Constant memory vs shared memory LUT

Hello,
I have a question concerning choice of memory for a static LUT. The LUT size is 8KB. Currently I have implemented the LUT in constant memory, as I thought this would be the fastest way to do it.

The code which is using the LUT is

   #pragma unroll
for(unsigned i=0; i < NUM_SIGMA_GROUPS; ++i)
{
	fP = 1.0f;
	
	#pragma unroll
	for(unsigned j=0; j < NUM_CAMS; ++j)
	{
	
		fP = fP * ( CLASS_ERROR * Gamma_Prior[i]    
                                    + ONE_MINUS_CLASS_ERROR *
			        (fabs(P_Gamma[i][j] -  LocalBlock[uiFromIDX + 
                                      j*uiStride])) );
   }

float P_Gamma and float Gamma_Prior are LUTS, where P_Gamma is the LUT of interest here. The runtime for my kernel is about 33ms. If I change the array excess of P_Gamma to a constant value like 1, because all entries in the LUT are 0 or 1, the algorithm performance drops to 12ms.
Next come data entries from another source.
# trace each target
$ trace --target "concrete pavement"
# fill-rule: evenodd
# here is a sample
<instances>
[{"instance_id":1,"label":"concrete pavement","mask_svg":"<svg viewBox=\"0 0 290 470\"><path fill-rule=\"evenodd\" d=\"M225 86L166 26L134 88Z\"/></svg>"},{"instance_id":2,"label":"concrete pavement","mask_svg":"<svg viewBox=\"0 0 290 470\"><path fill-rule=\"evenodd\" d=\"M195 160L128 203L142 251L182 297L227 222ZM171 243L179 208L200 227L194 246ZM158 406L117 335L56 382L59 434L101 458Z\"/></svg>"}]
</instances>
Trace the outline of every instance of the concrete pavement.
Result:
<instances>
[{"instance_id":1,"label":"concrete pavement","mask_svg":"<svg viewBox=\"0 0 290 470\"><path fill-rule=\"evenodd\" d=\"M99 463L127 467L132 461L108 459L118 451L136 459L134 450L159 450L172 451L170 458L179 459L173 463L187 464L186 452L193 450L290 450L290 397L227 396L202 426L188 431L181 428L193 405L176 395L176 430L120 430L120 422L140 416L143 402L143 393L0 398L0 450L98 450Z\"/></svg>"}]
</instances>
Therefore I am assuming that the access time of P_Gamma is really slow. Now my question, can I expect from shared memory to be faster than my current use of constant memory?

Thanks
Christoph

As discussed here previously, constant memory is not optimal unless all threads are accessing the same address. Your best bet for these kind of look-up tables is to use a 1D texture bound to global memory, accessed via tex1Dfetch().

Constant memory is optimized for broadcast access, where all the threads are reading the same value. So it is not suitable for lookup tables.

Shared memory is a better fit for LUT usage, though 8K is awfully big. (esp. if you are using shared memory for anything else).

If the data really must reside in a LUT, I would look to texture - if you specify the “linear” filter mode, TEX can perform the interpolation that your kernel appears to be doing in code. (But note, TEX interpolation is limited to 9 bits precision.)

But if the data can be computed, you might be surprised at how efficient it is to just compute the value. LUT-based optimizations that work well on CPUs have mixed results on GPUs.

Hello,
thanks for the answers. It is unfortunately not possible to compute the lookup entries on the fly. What I am doing in the code is calculation of group specific probabilities. where each t P_Gamma entry is 0 or 1 which specifies if the code has to use the probability or counter probability.
What I like to mention here is that the table lookups are processed sequentially in the two for loops. Therefore all threads should read the same table entry at the same time. This was at least my intention when writing the code.
I have a __syncthreads() in front of the loops but this does not make any difference in runtime performance as the threads do not diverge.
It is not clear to me if in my case where all threads read the same constant memory location at a time the code should be fast. Has somebody an answer to this?
If this should not be the case I will try 1D textures.

Thanks
Christoph

A broadcast load from constant memory is reasonably efficient, but it is not completely without cost, especially for values not already in the constant cache. In particular, it looks like you hit every value from the LUT in each block, with no reuse within the thread. I think you would do better to have the threads load the LUT into shared memory cooperatively, then read the LUT from shared memory. Since 8KB is rather large, you might want to divide the calculation into multiple loops so that you can load just part of the table on each pass and reuse the shared memory on each subsequent pass.

Also, you should consider the calculation that populates the LUT. If each entry requires less than a few dozen operations to calculate (and doesn’t require too much additional data), then you might want to calculate the LUT values instead of loading them from memory. Again, you would give each LUT entry to a thread to calculate, deposit the value into shared memory, and then proceed with the rest of your calculation, using the LUT values from shared memory.

-rpl